Wednesday October 19, 2016
Movie Review: The Magnificent Seven (2016)
WARNING: SPOILERS
The point of the Magnificent Seven, and the Seven Samurai before them—you might even say the beauty of these guys—is that they do the deed for the deed. They may have qualms about it, they may not always be the best men, and the villagers they protect aren’t exactly pure; but it’s still a noble, selfless act amid a (for them) pyrrhic victory.
The 2016 update of “The Magnificent Seven” by Antoine Fuqua changes a few things—names, locale, victims, the ethnic makeup of the Seven—but the biggest and most uncommented-upon change is the motivation of team leader Chisolm (Denzel Washington), which isn’t revealed until the final act.

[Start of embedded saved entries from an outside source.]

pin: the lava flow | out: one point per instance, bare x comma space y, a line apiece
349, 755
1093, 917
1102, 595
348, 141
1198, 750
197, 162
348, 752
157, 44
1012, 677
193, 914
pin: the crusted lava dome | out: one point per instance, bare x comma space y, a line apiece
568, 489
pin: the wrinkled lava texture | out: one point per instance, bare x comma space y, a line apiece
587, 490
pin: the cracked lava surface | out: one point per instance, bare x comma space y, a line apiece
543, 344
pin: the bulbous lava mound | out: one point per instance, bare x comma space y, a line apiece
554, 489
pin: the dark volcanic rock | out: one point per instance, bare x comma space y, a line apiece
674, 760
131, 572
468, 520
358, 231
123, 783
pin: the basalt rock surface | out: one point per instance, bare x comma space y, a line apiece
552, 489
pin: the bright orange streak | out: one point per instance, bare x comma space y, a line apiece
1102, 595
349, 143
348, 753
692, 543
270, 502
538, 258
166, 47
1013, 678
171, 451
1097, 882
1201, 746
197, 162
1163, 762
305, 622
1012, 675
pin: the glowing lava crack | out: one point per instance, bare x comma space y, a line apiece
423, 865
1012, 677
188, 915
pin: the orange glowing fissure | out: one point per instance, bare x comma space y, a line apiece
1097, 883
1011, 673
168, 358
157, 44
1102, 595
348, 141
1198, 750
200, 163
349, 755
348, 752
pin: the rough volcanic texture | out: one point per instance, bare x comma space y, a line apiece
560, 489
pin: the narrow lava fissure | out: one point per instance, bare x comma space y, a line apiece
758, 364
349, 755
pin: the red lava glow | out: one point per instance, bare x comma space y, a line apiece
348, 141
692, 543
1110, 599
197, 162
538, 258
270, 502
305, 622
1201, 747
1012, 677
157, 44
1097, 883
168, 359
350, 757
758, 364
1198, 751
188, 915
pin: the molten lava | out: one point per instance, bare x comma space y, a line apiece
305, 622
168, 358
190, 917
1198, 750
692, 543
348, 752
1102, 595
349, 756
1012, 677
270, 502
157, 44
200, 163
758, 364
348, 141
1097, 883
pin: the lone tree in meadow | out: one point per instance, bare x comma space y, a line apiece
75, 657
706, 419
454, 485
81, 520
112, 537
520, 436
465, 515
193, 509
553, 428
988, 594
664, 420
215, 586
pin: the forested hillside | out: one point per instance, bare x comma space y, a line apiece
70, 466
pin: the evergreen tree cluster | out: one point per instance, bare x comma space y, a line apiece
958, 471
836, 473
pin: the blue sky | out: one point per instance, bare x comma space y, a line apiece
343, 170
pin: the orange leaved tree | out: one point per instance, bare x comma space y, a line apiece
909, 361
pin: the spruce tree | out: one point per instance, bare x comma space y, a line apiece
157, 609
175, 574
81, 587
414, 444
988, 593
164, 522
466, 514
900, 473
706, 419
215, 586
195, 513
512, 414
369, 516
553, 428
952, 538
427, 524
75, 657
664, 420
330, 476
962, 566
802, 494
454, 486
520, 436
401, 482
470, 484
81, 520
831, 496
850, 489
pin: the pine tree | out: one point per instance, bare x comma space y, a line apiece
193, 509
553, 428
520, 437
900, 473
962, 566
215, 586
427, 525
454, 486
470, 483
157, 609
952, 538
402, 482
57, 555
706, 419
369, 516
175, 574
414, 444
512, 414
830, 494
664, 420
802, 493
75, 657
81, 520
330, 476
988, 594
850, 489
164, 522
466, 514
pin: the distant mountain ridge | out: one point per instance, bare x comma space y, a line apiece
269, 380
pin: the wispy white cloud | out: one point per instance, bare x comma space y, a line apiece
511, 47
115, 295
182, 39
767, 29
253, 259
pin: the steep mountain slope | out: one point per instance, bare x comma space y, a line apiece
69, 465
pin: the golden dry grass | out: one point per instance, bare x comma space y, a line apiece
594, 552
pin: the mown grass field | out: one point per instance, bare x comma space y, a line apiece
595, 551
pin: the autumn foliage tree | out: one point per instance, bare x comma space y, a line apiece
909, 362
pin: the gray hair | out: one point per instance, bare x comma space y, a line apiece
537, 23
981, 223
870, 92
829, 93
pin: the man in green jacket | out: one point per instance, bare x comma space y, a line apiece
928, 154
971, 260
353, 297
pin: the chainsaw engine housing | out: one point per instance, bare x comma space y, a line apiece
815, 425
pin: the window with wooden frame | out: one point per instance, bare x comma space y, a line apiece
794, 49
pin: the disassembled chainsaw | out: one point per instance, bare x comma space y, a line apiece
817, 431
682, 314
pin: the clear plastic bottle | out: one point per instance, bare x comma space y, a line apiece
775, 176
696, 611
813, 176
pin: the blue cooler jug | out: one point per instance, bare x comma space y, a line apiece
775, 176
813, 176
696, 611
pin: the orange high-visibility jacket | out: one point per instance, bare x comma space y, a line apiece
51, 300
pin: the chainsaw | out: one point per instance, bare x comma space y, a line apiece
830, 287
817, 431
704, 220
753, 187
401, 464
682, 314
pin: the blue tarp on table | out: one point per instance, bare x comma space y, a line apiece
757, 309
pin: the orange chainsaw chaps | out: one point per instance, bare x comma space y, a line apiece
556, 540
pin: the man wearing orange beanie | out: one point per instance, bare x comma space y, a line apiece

Turns out the villain they’re fighting? The rich, 19th-century industrialist Bartholomew Bogue (Peter Sarsgaard, overacting by underacting), who rules the mining town of Rose Creek with a sadistic, powerful, and blasé finger? Chisolm knows him! In fact, ol’ Bartholomew killed Chisolm’s wife and kids way back when. He tried to kill Chisolm, too (cue: neck scar reveal) but our man didn’t die. Or maybe, a la certain Clint Eastwood heroes, he’s a vengeful ghost or something.
The point is, Chisolm doesn’t do the deed for the deed, as Chris and Shimada did before him. He does it for revenge. For him, it’s personal.
This changes everything about the story. Worse, he doesn’t even tell any of the rest of the Seven that he's got skin in the game. He gathers them, and gets them to do the deed for the deed, even as he’s doing it for the most personal reasons possible. He lies, essentially. Our hero lies.
I gotta ask: Who on the filmmaking team thought this was a good idea? Fuqua? Screenwriters Richard Wenk (“The Expendables 2”) or Nic Pizzolatto (HBO's “True Detective”)? Denzel? Some suit? Has anyone accepted credit? Or blame?
Chisolm’s motivation also allows for one of the worst tropes in modern action movies: the slow, sadistic death of the villain. For decades now we’ve gone Old Testament; we want our eye for an eye. We want the villain to suffer as he made others suffer. “I seek righteousness, but I’ll take revenge,” says Emma Cullen (Haley Bennett, forever spilling cleavage). That’s us. We want to be both moral and sadistic. We get it here. Slower. Slower. Make it last. We’re sick puppies.
Overall, Denzel is in fine form, the final battle is surprisingly well-orchestrated and well-told, and it’s always nice to see Vincent D’Onofrio. But most of the Seven aren’t interesting. Fuqua gives them race (the Mexican, the Native American, the Asian guy) but no personality. Personality is still for the white dudes (Pratt, Hawke, D'Onofrio).
Most importantly, Chisolm's motivation fucks up the most beautiful part of the story.